Senior Honors Projects, 2010-2019

Creative Commons License

Creative Commons License
This work is licensed under a Creative Commons Attribution-Noncommercial-No Derivative Works 4.0 License.

Date of Graduation

Summer 2016

Document Type

Thesis

Degree Name

Bachelor of Science (BS)

Department

Department of Biology

Advisor(s)

Corey Cleland

Elizabeth Doyle

Kristopher E. Kubow

Abstract

In order to prevent injury or capture by a predator, animals have evolved escape behavior. Despite offering a more realistic, multimodal, approximation of an approaching predator, looming stimuli have rarely been used to evoke escape behavior in crickets.
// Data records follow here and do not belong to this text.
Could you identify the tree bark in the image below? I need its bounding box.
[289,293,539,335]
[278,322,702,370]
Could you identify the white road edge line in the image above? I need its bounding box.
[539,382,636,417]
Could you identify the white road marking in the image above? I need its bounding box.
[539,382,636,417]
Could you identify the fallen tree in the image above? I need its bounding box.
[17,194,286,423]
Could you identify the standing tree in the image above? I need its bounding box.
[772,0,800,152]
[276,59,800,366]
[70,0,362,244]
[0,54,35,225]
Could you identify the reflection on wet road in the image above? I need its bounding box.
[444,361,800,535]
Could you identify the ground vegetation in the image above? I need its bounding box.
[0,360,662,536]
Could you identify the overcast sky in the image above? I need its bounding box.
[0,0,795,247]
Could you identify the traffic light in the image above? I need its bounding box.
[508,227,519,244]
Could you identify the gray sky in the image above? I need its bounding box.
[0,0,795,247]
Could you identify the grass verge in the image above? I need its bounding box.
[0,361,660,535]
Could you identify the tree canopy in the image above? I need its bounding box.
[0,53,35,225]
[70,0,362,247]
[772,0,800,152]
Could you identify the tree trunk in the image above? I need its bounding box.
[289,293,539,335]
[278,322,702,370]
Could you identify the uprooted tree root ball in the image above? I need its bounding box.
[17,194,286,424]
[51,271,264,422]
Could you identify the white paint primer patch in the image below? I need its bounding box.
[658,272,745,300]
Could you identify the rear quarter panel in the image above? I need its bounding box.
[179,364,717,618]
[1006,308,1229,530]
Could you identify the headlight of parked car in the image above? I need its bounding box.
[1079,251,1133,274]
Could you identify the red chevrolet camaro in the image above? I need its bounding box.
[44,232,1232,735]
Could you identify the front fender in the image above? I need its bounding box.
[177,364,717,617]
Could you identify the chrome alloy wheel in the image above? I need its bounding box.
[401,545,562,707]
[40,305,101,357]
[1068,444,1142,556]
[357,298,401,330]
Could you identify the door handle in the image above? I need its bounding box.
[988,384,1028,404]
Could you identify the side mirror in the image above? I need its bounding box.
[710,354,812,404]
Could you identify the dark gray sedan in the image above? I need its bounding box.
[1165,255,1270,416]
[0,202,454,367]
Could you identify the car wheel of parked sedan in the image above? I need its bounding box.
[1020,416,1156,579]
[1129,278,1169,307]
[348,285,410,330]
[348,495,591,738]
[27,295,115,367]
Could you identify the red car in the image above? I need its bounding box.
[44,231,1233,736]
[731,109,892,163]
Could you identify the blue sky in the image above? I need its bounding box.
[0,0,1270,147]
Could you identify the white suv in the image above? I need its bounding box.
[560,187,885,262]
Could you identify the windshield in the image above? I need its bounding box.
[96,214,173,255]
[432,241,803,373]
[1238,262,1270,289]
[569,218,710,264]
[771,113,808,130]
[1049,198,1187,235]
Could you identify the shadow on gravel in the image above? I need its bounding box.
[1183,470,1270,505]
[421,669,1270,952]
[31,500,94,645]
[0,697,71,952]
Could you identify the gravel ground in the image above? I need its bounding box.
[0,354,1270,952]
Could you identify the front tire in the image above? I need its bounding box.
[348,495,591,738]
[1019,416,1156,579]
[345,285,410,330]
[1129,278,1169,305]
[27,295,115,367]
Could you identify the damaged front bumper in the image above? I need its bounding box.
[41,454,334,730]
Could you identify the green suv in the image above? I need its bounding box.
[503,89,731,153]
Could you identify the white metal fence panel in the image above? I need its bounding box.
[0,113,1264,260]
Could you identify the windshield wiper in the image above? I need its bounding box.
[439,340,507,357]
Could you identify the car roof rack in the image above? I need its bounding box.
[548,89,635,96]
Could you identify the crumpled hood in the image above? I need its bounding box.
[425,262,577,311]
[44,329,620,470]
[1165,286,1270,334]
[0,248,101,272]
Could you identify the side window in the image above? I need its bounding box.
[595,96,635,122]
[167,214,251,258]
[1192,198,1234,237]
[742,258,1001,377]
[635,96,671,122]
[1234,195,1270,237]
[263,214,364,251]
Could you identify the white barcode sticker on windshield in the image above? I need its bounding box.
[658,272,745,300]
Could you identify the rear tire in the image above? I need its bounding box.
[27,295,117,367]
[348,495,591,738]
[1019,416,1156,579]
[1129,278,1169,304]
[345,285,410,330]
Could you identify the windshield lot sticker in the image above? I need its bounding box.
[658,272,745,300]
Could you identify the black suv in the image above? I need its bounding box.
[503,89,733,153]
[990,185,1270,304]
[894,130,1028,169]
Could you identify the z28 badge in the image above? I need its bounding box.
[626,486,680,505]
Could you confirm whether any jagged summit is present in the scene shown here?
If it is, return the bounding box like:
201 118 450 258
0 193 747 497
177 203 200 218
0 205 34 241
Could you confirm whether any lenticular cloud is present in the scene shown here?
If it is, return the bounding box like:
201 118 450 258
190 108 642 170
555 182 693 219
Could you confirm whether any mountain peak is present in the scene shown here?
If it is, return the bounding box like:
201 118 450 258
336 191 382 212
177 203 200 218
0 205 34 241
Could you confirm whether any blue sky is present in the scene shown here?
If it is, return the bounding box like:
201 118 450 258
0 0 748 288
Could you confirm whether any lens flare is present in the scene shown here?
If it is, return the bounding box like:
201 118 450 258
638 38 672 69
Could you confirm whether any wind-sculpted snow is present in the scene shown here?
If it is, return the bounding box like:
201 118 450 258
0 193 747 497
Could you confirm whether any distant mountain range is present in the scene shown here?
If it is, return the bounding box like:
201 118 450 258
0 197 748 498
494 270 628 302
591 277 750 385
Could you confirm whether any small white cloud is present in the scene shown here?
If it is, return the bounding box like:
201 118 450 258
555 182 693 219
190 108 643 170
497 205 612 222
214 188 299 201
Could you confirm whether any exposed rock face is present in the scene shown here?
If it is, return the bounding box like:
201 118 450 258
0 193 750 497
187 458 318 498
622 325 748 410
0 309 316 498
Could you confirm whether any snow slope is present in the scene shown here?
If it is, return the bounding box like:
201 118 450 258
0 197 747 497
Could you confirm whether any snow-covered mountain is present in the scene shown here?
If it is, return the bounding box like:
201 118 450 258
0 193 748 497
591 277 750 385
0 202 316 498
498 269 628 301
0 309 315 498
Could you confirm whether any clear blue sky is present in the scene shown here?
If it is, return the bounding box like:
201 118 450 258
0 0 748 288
Wind stimuli, however, have been used on a variety of insects, including crickets where it has been found that direction of escape is directly correlated to the angle of incoming wind stimuli. Wind stimuli are detected by sensilla trichodea, small filiform hairs covering the cerci of crickets, locusts and cockroaches. Despite having other complex sensory systems, such as antennae and vision, little is known concerning utilization of these systems in evoking escape behavior. In this two part study, a looming stimulus was used to determine if angle of approach affects angle of escape in the cricket, Acheta domesticus. Subsequently, ablation experiments were used to determine which sensory modalities, vision, antennae and cerci, are necessary or sufficient for evoking an escape response. To the looming stimulus, the angle of escape was directly correlated to angle of stimulus approach, with crickets escaping directly away from the stimuli (r2= 0.87; p<0.001). When escape response frequency was analyzed based on angle of approach, vision was necessary and sufficient to evoke an escape response at anterior angles only (p<0.0005). At posterior and midline angles, cerci were necessary and sufficient to elicit escape response and angle of escape was directly correlated to angle of stimulus approach (p<0.0005).